В конце августа вспыхнула было надежда: под Ельней остановили фашистов, ну, дальше не пустят, сколько можно отступать? Сентябрь прошел в страшных волнениях за Ленинград. И вот — вяземское направление. Теперь фашисты рвутся к Москве. Я представил себе изломанную линию гигантского фронта — с клиньями немецких ударов, нацеленных на столицу. В каком же глубоком тылу противника оказались мы здесь, на Ханко, — будто боевое охранение, выдвинутое далеко на запад за передний край обороны страны…
Шалимов сортирует листы, исписанные быстрым карандашом Сыроватко. Сам Сыроватко, толстенький, небритый, с глазами, обведенными синеватой тенью постоянного недосыпания, стоит рядом, с жаром рассказывает: вот в этом месте был большой пропуск — чертовы помехи в эфире, — но при повторной контрольной диктовке он все же успел записать. А вот здесь (тычет он в текст пальцем) — безнадежный пропуск, не удалось восстановить. Сыроватко сокрушенно вздыхает.
— Ничего, Гриша, это мы сейчас. — Шалимов вчитывается в текст, зачеркивает незаконченную фразу и заводит длинную «вожжу», соединяя разрыв. — Вот и все, — подмигивает он Сыроватко, — и нет твоего пропуска.
— Постой, а логика? — взвивается тот.
— На, читай — все логично. И короче, между прочим. Ладно, Гриша, иди отдыхай.
Он поворачивается к старшине типографии Кандерову, спокойному, гренадерского сложения мичману, дожидающемуся своей очереди.
— Это срочно в набор, Василий, — протягивает ему Шалимов стопку листков с оперативной сводкой, передовой «Правды», зарубежными телеграммами. — А это, — кладет он другую стопку на соседний стол, — Лукич придет, посмотрит.
Шалимов — правая рука Константина Лукича Лукьянова, секретаря редакции. Вдвоем они формируют каждый номер, и одному богу ведомо, как умудряются они втиснуть все обилие местного и принятого по радио материала в тесные полосы малого формата.

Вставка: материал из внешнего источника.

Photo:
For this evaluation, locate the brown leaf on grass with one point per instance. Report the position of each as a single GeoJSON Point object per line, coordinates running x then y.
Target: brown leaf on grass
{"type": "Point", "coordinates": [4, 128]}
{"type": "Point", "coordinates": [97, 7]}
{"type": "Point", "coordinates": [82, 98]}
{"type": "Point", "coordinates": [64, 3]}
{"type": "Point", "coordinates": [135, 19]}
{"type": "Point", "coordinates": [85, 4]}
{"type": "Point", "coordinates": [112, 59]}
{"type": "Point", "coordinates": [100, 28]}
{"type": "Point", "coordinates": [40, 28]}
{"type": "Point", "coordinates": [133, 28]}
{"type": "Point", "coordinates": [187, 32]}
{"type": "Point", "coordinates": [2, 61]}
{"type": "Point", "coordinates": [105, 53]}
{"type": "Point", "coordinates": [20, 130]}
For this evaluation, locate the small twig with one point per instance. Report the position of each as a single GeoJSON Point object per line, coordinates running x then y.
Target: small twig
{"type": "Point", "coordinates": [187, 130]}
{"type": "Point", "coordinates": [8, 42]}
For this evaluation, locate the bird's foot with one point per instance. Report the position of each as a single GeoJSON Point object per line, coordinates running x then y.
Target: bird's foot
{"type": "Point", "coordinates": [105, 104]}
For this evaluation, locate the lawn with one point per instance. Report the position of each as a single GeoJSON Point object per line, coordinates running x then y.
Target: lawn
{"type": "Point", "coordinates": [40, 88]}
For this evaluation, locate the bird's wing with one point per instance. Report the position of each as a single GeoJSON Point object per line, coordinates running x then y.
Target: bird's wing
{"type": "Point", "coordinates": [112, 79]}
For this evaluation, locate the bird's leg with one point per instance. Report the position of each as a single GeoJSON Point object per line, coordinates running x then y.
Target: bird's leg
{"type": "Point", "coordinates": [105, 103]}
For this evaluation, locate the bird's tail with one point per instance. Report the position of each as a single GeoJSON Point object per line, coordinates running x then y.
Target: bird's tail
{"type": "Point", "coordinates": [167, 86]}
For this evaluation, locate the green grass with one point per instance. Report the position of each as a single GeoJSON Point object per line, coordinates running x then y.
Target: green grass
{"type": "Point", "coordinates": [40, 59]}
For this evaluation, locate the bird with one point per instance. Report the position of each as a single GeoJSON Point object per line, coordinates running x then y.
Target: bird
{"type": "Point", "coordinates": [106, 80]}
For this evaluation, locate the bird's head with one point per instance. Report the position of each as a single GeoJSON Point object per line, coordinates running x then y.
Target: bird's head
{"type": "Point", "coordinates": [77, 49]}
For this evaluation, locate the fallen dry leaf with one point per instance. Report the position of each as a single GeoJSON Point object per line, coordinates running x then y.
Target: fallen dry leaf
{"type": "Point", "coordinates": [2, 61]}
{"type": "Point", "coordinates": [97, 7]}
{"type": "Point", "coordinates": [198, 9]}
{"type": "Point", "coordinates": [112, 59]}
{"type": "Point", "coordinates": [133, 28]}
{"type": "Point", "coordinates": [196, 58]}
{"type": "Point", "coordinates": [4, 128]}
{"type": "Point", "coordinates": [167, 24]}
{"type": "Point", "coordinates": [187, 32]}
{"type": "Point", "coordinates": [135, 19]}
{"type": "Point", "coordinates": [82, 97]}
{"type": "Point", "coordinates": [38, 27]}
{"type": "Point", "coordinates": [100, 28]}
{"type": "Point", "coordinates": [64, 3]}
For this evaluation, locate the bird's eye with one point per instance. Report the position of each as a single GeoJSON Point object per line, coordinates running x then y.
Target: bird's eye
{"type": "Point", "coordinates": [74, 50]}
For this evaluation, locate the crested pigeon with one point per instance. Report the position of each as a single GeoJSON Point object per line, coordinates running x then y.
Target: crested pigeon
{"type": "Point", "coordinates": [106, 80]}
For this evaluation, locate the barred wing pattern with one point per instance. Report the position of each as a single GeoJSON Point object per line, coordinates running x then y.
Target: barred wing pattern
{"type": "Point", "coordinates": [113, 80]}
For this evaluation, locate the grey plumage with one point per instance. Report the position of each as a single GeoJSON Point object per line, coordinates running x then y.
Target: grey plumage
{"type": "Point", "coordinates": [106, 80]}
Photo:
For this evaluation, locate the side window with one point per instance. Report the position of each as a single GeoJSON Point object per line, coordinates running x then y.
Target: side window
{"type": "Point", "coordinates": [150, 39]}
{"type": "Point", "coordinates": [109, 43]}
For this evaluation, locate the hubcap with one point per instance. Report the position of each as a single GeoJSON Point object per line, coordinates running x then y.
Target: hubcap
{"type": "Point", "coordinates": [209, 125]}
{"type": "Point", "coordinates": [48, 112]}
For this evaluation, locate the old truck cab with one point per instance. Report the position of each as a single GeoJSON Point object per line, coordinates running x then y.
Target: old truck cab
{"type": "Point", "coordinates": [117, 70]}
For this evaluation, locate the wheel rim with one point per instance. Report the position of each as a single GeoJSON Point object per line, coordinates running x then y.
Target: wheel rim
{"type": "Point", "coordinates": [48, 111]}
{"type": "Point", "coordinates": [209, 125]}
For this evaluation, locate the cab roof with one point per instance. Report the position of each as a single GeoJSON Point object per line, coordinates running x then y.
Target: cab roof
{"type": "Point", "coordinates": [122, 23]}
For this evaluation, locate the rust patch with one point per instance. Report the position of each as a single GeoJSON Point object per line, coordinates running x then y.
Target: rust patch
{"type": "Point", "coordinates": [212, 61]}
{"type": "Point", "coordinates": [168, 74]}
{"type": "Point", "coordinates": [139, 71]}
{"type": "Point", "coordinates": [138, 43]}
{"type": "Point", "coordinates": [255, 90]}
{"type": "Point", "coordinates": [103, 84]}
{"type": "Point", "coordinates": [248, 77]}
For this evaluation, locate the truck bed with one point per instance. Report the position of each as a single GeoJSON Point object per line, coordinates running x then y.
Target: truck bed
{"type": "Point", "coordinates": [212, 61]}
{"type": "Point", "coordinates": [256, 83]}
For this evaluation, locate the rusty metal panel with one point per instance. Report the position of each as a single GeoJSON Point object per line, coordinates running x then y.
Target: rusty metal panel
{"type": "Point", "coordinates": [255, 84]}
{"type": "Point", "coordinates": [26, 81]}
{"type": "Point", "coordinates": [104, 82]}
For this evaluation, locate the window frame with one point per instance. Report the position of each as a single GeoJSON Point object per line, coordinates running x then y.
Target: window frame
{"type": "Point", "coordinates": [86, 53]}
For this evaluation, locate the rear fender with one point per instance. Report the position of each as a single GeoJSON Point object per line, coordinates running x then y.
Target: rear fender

А вот и сам младший политрук Лукьянов — невысокий, с аккуратным зачесом темных, влажных после умывания волос, с красивым и бледным от подвальной жизни лицом. Стремительно он проходит к своему столу, зажигает лампу. Теперь Константин Лукич встанет из-за стола только глубокой ночью, когда печатная машина начнет шлепать тираж очередного номера.
Пальцы у Лукьянова изуродованы давней аварией на торпедном катере, во время срочной службы, но карандаш и строкомер эти пальцы держат крепко. Он набрасывает макеты внутренних полос и передает Шалимову; тот, с окурком, приклеенным к нижней губе, начинает подсчитывать строки, размещать оттиски набранного материала на полосах. Макет наверняка еще изменится к вечеру, срочный материал вытеснит запланированный. Но внутренние полосы более стабильны, чем первая и четвертая, на которые идет главным образом материал, принятый по радио, и с этих-то внутренних полос и зачинается новый номер газеты.